Alan Turing (1912—1954) was an English mathematician and cryptanalyst, who was highly influential in the early development of theoretical computer science. Alan Turing is widely considered to be the father of theoretical computer science and artificial intelligence. During the Second World War, he worked for the Government Code and Cypher School at Bletchley Park, where he developed an electromechanical machine that could decode German ciphers encrypted by the Enigma machine. Turing’s machine searched for possible correct settings by detecting and eliminating contradictory settings at a speed that was previously impossible.

About Alan Turing.

Turing played an important role in the war, providing the means for the Allies to defeat the Nazis in several crucial battles, such as the Battle of the Atlantic. Some have estimated that the breaking of the Enigma machine may have shortened the war in Europe by more than two years, saving more than 14 million lives.

After the war, he worked at the National Physical Laboratory, where he designed one of the first designs for a stored-program computer. 

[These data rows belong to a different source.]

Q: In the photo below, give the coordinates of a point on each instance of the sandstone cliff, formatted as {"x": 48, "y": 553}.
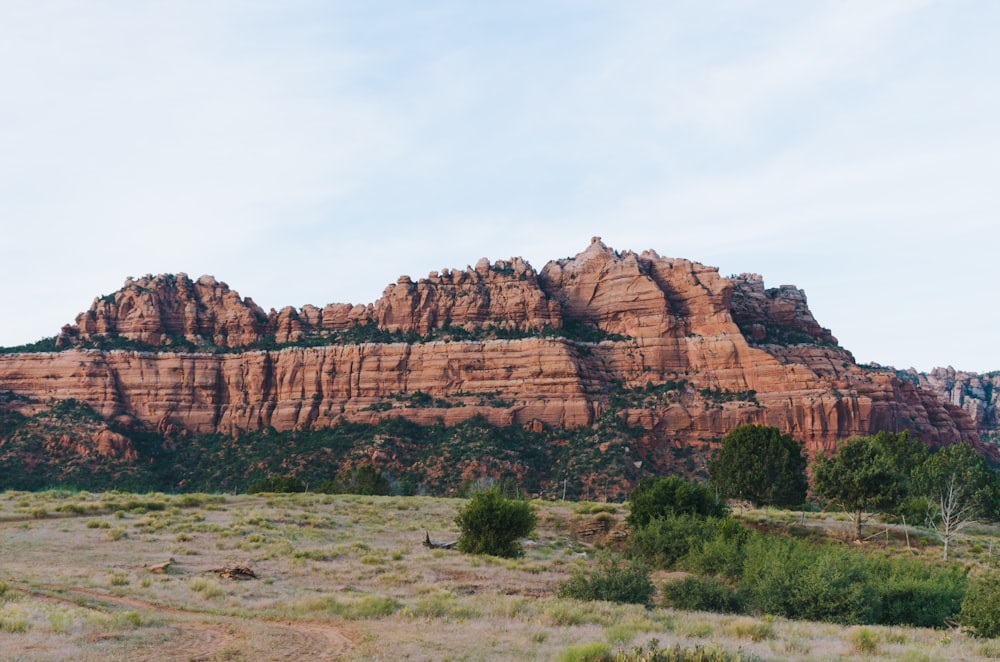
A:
{"x": 977, "y": 394}
{"x": 675, "y": 351}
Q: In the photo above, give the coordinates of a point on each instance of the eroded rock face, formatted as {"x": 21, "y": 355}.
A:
{"x": 977, "y": 394}
{"x": 159, "y": 310}
{"x": 736, "y": 352}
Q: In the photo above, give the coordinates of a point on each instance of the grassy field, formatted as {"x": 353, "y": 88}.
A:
{"x": 346, "y": 577}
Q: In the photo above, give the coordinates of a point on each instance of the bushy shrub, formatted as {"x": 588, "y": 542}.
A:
{"x": 664, "y": 541}
{"x": 364, "y": 479}
{"x": 912, "y": 592}
{"x": 759, "y": 463}
{"x": 787, "y": 578}
{"x": 492, "y": 523}
{"x": 659, "y": 497}
{"x": 709, "y": 545}
{"x": 614, "y": 580}
{"x": 723, "y": 552}
{"x": 981, "y": 607}
{"x": 277, "y": 484}
{"x": 703, "y": 594}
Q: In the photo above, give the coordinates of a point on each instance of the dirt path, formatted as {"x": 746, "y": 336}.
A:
{"x": 193, "y": 635}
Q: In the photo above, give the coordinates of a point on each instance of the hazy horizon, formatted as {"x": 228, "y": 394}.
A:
{"x": 312, "y": 152}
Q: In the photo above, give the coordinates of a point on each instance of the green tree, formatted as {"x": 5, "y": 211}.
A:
{"x": 960, "y": 489}
{"x": 867, "y": 475}
{"x": 670, "y": 495}
{"x": 758, "y": 463}
{"x": 981, "y": 606}
{"x": 614, "y": 580}
{"x": 492, "y": 523}
{"x": 363, "y": 479}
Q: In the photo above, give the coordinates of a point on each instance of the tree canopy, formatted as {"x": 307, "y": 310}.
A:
{"x": 670, "y": 495}
{"x": 868, "y": 474}
{"x": 762, "y": 465}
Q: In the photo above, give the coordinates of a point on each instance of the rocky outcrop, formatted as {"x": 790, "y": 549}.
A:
{"x": 675, "y": 350}
{"x": 977, "y": 395}
{"x": 160, "y": 310}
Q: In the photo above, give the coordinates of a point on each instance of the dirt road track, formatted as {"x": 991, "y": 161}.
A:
{"x": 192, "y": 635}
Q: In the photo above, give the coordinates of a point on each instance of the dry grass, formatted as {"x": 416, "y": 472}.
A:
{"x": 345, "y": 577}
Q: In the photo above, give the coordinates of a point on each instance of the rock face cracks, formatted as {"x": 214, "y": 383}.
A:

In 1949, Turing became Deputy Director of Computer Machine Laboratory at the Victory University of Manchester. During his time there he continued to do more abstract work in mathematics, and in a paper published in 1950 called “Computer Machinery and Intelligence”, he addressed the problem of artificial intelligence, proposing an experiment that became known as the Turing test. This test was an attempt to define a standard for machine intelligence. The idea was that a computer could be said to “think” if a human interrogator could not tell it apart, through conversation, from a human being. A reversed form of the Turing test is now widely used on the internet; the CAPTCHA test (Completely Automated Public Turing test to tell Computers and Humans Apart), is intended to determine whether a user is a human or a computer.

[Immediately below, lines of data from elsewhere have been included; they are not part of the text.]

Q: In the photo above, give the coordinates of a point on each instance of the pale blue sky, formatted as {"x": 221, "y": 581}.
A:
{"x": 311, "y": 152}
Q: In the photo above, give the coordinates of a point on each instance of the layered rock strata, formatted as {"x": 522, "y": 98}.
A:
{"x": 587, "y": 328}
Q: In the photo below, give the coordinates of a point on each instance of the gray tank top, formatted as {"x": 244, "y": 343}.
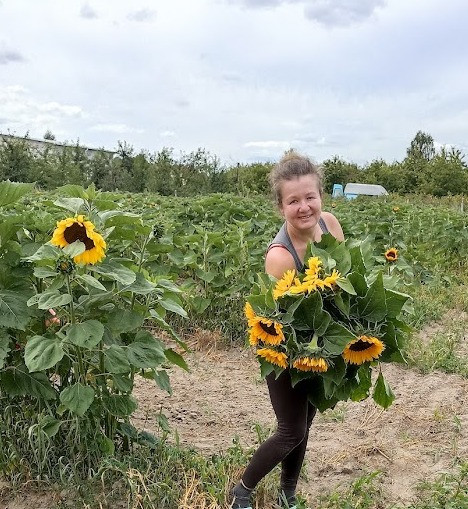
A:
{"x": 283, "y": 239}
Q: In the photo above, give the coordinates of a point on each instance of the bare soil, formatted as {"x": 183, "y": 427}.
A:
{"x": 416, "y": 439}
{"x": 419, "y": 437}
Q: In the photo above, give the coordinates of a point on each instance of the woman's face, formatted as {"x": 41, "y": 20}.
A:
{"x": 301, "y": 203}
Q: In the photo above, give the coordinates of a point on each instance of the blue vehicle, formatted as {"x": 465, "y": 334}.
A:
{"x": 353, "y": 190}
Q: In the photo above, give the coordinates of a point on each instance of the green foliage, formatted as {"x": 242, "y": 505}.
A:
{"x": 72, "y": 336}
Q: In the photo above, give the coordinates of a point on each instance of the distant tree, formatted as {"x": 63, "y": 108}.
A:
{"x": 16, "y": 160}
{"x": 447, "y": 174}
{"x": 421, "y": 147}
{"x": 337, "y": 171}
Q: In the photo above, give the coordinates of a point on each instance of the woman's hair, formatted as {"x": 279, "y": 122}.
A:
{"x": 292, "y": 165}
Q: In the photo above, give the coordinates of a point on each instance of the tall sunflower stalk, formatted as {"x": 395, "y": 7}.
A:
{"x": 331, "y": 324}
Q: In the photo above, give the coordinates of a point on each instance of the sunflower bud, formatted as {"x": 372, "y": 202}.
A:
{"x": 65, "y": 265}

Some of the papers Turing wrote about mathematical approaches to code-breaking became such important assets to the GCHQ that it wasn’t until April 2012 that they were released to the National Archives of the United Kingdom.

In 1952, Turing was prosecuted for homosexual activity, which was then still a criminal act under the Labouchere Amendment. As an alternative to prison, he accepted chemical castration. He was also barred from continuing his work with cryptography at the Government Code and Cypher School. Two years later, on the 8th of June 1954, Turing’s housekeeper found him dead in his room. A post-mortem examination established that the cause of death was cyanide poisoning, and an inquest at the time determined that it was caused by suicide. However, some biographers have suggested that the cause of Turing’s death was the accidental inhalation of cyanide fumes from an apparatus he had set up for electroplating gold onto spoons, which uses potassium cyanide to dissolve the gold.

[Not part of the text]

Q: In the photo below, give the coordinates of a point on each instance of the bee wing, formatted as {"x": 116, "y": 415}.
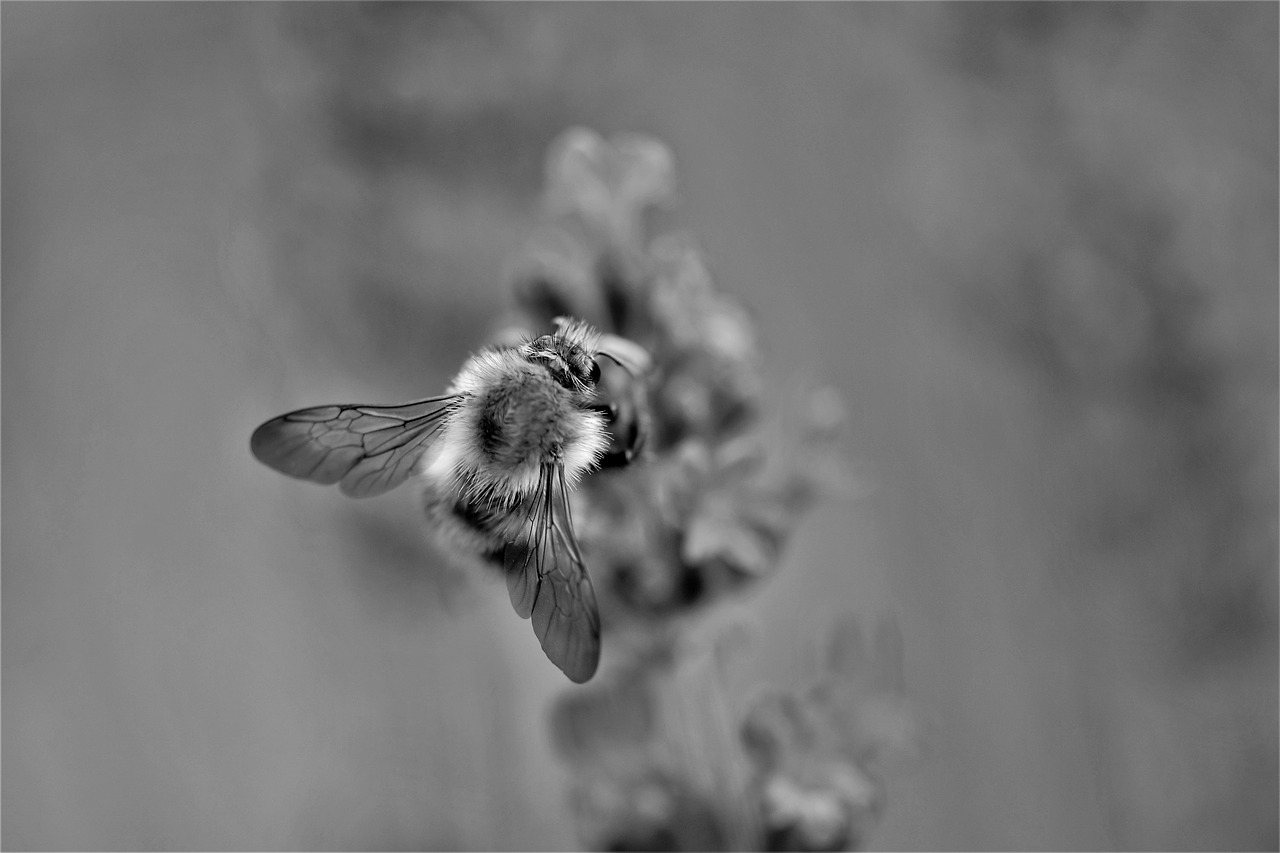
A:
{"x": 366, "y": 448}
{"x": 548, "y": 582}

It was not until after his death that Alan Turing was truly recognised and awarded for his great contribution to theoretical computer science and disciple of artificial intelligence. In 2013, Queen Elizabeth II posthumously granted Turing a rare royal pardon almost 60 years after his death. Alan Turing’s legacy and impact on computer science is today widely acknowledged: the annual ‘Turing Award’ has been the highest accolade in that industry since 1966.